Aarts L.T.,SWOV Institute for Road Safety Research |
Houwing S.,SWOV Institute for Road Safety Research
Transportation Research Part A: Policy and Practice | Year: 2015
The method of benchmarking provides an opportunity to learn from better performing territories to improve the effectiveness and efficiency of activities in a particular field of interest. Such a field of interest could be road safety. Road safety benchmarking can include several indicators, ranging from performance indicated by crash statistics, to indicators that also account for consequences in costs or the underlying state of the road safety system and relevant organisation and processes at actor level. The structure and culture of a territory is identified as a basic context of road safety performance. This is regarded as important information to use in grouping of territories to get more homogenous or equal and comparable conditions to learn from 'the best in class'.The main aim of this study is to assess the usability of different groupings using the physical structure for benchmarking road safety performance at local territorial level.
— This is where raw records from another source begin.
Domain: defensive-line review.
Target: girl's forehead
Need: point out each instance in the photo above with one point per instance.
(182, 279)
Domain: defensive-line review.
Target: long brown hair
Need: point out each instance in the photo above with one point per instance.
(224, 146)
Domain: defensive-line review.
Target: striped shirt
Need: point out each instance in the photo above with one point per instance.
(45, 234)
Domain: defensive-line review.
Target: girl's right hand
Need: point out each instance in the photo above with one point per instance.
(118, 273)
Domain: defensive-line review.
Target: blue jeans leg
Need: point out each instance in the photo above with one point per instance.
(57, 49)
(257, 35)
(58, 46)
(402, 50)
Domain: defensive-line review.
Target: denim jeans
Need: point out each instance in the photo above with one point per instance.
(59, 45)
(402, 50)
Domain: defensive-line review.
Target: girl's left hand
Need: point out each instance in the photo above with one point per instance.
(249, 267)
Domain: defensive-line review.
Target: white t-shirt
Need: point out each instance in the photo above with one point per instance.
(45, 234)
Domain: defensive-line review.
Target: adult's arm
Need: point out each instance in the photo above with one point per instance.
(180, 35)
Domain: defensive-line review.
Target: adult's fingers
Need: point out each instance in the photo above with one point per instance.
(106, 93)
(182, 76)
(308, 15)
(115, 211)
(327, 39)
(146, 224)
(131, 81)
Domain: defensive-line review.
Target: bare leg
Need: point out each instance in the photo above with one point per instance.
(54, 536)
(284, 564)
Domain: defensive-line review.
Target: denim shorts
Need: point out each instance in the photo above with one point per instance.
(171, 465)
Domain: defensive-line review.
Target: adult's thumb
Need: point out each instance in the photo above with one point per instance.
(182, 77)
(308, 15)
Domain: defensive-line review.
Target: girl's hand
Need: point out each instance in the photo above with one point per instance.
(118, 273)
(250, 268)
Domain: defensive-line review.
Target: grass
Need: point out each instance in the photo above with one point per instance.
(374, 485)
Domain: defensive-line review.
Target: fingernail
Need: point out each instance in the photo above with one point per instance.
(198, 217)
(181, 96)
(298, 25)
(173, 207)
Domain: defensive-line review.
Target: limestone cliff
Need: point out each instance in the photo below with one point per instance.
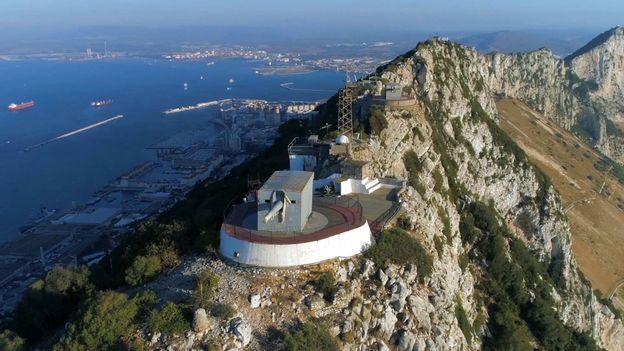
(598, 73)
(457, 157)
(456, 87)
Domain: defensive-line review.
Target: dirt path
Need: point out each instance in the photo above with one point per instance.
(596, 221)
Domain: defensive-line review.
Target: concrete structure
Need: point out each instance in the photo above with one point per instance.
(393, 91)
(286, 226)
(342, 245)
(285, 201)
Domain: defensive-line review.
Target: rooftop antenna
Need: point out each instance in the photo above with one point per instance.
(345, 107)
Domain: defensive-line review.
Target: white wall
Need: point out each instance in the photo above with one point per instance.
(343, 245)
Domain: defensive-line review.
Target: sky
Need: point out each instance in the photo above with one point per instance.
(441, 15)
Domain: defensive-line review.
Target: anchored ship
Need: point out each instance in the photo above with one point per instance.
(23, 105)
(99, 103)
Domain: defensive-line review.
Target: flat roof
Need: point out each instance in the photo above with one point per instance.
(288, 180)
(96, 216)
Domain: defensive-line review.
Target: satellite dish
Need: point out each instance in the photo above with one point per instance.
(341, 140)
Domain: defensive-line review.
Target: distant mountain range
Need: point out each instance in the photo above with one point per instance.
(137, 39)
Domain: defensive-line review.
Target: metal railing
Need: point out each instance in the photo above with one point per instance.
(349, 208)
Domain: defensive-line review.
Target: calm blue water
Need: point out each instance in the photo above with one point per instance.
(75, 167)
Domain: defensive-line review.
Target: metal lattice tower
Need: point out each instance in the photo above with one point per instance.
(345, 108)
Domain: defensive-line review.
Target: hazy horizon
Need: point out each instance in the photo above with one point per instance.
(321, 16)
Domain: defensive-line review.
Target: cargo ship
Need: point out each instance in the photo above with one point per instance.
(100, 103)
(23, 105)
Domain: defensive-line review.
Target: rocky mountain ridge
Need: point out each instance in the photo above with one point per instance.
(457, 87)
(459, 165)
(585, 90)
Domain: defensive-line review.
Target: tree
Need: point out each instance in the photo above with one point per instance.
(9, 341)
(143, 269)
(207, 282)
(105, 319)
(311, 336)
(48, 302)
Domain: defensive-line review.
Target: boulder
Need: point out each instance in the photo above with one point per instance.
(383, 278)
(387, 322)
(406, 341)
(314, 302)
(201, 322)
(368, 268)
(254, 300)
(241, 330)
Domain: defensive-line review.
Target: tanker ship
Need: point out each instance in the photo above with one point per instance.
(99, 103)
(23, 105)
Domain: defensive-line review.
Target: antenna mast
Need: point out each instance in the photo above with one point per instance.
(345, 108)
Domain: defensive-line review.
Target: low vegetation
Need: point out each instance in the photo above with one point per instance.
(521, 308)
(311, 336)
(105, 321)
(608, 165)
(49, 302)
(376, 121)
(10, 341)
(399, 247)
(207, 283)
(169, 320)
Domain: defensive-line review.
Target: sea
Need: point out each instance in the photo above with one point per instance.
(70, 170)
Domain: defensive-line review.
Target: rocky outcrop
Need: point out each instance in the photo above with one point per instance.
(598, 73)
(201, 322)
(538, 78)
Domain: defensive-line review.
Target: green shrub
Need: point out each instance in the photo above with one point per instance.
(143, 269)
(169, 320)
(10, 341)
(376, 120)
(462, 321)
(311, 336)
(398, 246)
(105, 319)
(48, 302)
(413, 165)
(513, 276)
(222, 311)
(206, 283)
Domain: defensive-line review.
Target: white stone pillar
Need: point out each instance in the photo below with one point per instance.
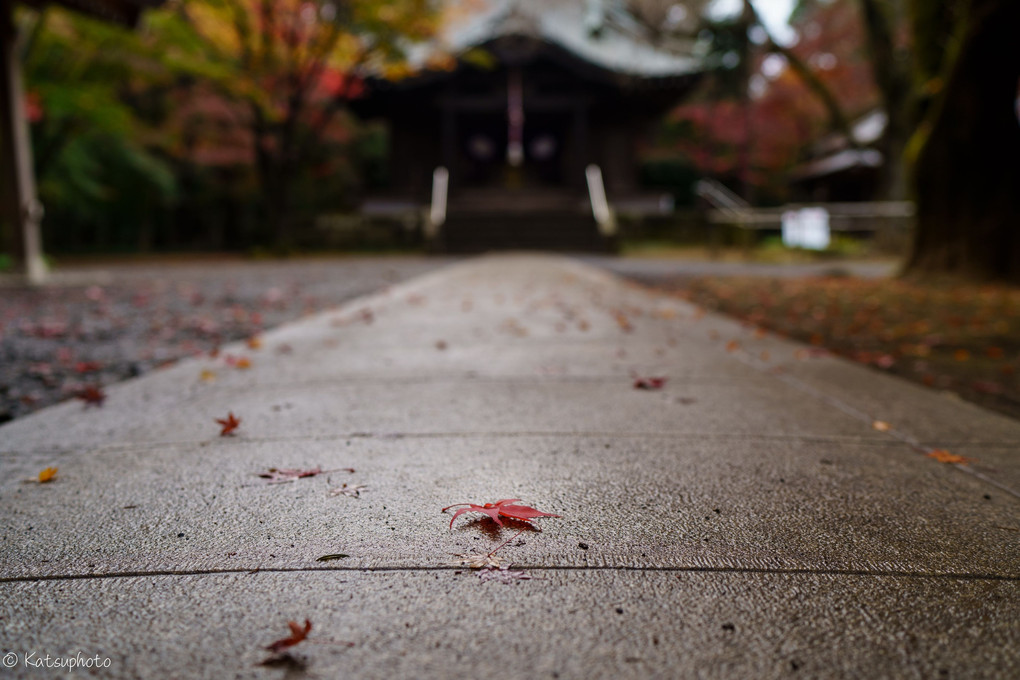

A traditional grouping of municipalities in the Netherlands was compared with a simple grouping of these municipalities based on their level of urbanisation and an advanced grouping in which more indicators such as differences in demography, growth and road structure were taken into account. As in other studies, urbanisation showed to be the most predominant structural factor for grouping local territories and related to differences in road safety performance. However, if information would be needed for specific target groups, other factors like age and gender distribution or the distribution of the road network can provide valuable additional insight and better homogenous starting points for benchmarking. Especially benchmarking of rural territories may profit from such extra distinctive characteristics. © 2015 Elsevier Ltd.